Uma denúncia de desmatamento ilegal em uma área de preservação permanente (APP) mobilizou equipes de órgãos ambientais no município de Rio Grande da Serra, no ABC Paulista. A ação, que ocorreu entre os dias 28 e 30 de outubro, contou com a participação da Polícia Ambiental, da Secretaria de Infraestrutura e Meio Ambiente do Estado de São Paulo e da Prefeitura Municipal.
De acordo com as informações apuradas pela reportagem, a denúncia foi protocolada por moradores da região e por organizações não governamentais que atuam na proteção da Mata Atlântica. Eles relataram a presença de máquinas pesadas e o corte de árvores nativas em uma área de difícil acesso, próxima a um dos mananciais que abastecem a Região Metropolitana de São Paulo.
"Recebemos a denúncia e imediatamente acionamos a força-tarefa. A equipe de fiscalização constatou a supressão de vegetação nativa sem a devida autorização dos órgãos competentes", informou a assessoria de imprensa da Secretaria de Meio Ambiente. A área foi embargada, e o responsável foi autuado. A multa pode variar de R$ 5 mil a R$ 50 milhões, a depender da gravidade do dano e da área suprimida.

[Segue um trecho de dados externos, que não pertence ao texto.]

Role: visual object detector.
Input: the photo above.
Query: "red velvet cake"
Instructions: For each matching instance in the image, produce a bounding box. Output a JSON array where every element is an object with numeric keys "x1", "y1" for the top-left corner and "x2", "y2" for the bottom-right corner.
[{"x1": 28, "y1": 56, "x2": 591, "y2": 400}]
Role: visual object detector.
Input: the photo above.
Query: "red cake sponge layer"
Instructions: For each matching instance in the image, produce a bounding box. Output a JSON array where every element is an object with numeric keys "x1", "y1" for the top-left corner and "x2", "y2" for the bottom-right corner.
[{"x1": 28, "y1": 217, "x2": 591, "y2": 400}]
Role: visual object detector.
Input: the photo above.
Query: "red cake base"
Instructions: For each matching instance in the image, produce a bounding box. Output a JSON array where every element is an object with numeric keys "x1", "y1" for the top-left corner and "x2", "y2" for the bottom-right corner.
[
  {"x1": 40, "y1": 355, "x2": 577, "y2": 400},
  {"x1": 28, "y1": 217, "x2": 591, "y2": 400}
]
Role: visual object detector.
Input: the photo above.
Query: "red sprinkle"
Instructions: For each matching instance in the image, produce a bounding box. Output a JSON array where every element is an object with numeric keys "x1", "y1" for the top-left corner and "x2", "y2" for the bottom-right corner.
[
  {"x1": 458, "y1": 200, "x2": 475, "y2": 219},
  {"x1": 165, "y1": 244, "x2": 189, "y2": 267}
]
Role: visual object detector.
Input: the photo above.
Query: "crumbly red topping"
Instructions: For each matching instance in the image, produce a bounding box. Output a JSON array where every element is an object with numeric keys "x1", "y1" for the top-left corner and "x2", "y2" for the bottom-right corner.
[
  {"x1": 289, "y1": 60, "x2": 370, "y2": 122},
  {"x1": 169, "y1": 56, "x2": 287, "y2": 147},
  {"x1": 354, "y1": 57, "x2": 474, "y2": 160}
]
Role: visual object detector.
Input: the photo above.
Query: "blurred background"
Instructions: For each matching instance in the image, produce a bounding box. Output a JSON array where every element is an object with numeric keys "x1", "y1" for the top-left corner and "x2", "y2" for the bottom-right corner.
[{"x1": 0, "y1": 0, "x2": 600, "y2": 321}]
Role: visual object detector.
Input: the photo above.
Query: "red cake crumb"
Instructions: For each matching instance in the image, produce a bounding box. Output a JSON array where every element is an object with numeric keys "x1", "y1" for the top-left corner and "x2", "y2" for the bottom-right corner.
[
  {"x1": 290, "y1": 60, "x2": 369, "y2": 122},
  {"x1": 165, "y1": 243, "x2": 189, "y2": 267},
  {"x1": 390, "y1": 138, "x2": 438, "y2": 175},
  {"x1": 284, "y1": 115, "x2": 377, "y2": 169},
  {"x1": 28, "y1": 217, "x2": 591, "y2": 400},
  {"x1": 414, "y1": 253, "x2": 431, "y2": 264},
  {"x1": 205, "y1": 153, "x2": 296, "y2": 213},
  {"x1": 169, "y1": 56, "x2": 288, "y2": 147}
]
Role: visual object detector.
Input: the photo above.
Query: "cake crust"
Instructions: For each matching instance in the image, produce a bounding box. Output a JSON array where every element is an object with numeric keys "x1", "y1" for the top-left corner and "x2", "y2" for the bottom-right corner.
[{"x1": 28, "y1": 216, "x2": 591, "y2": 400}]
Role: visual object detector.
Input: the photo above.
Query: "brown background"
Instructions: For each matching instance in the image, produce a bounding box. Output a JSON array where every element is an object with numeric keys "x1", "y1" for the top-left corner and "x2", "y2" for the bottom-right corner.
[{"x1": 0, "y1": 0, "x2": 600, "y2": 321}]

Contexto ambiental na região
Rio Grande da Serra é um dos municípios que integram o Parque Estadual da Serra do Mar, sendo um dos últimos refúgios da Mata Atlântica no estado de São Paulo. A região tem sofrido com a pressão imobiliária e com a grilagem de terras, o que torna o desmatamento ilegal uma preocupação constante para as autoridades e para os ambientalistas. Dados do Instituto Nacional de Pesquisas Espaciais (INPE) mostram que o ABC Paulista ainda registra focos de desmatamento, especialmente em áreas de expansão urbana desordenada.
Consequências legais
Além da multa administrativa, o infrator poderá responder por crime ambiental, previsto na Lei de Crimes Ambientais (Lei 9.605/98), que prevê pena de detenção de seis meses a um ano, além de multa, para quem destruir ou danificar floresta considerada de preservação permanente. O Ministério Público do Estado de São Paulo (MPSP) também foi oficiado e acompanha o caso para possíveis ações civis públicas por danos morais e materiais ao meio ambiente.
Legislação e proteção da Mata Atlântica
A Lei da Mata Atlântica (Lei nº 11.428/2006) é uma das principais barreiras legais contra o desmatamento no bioma. Ela estabelece critérios rigorosos para o corte de vegetação, exigindo estudos técnicos e autorização prévia dos órgãos ambientais. O desmatamento ilegal em áreas de preservação permanente, como topos de morro e margens de rios, é considerado uma das infrações mais graves, sujeita a sanções penais e administrativas severas.
O que diz o proprietário da área?
A reportagem tentou contato com o proprietário da área onde ocorreu o desmatamento, mas não obteve retorno até o fechamento desta edição. A Secretaria de Meio Ambiente informou que o nome do autuado será mantido em sigilo até a conclusão do processo administrativo, em respeito ao devido processo legal e à ampla defesa.
Cronologia dos fatos
- Dia 1: Denúncia é feita por moradores ao Ministério Público e à Polícia Ambiental.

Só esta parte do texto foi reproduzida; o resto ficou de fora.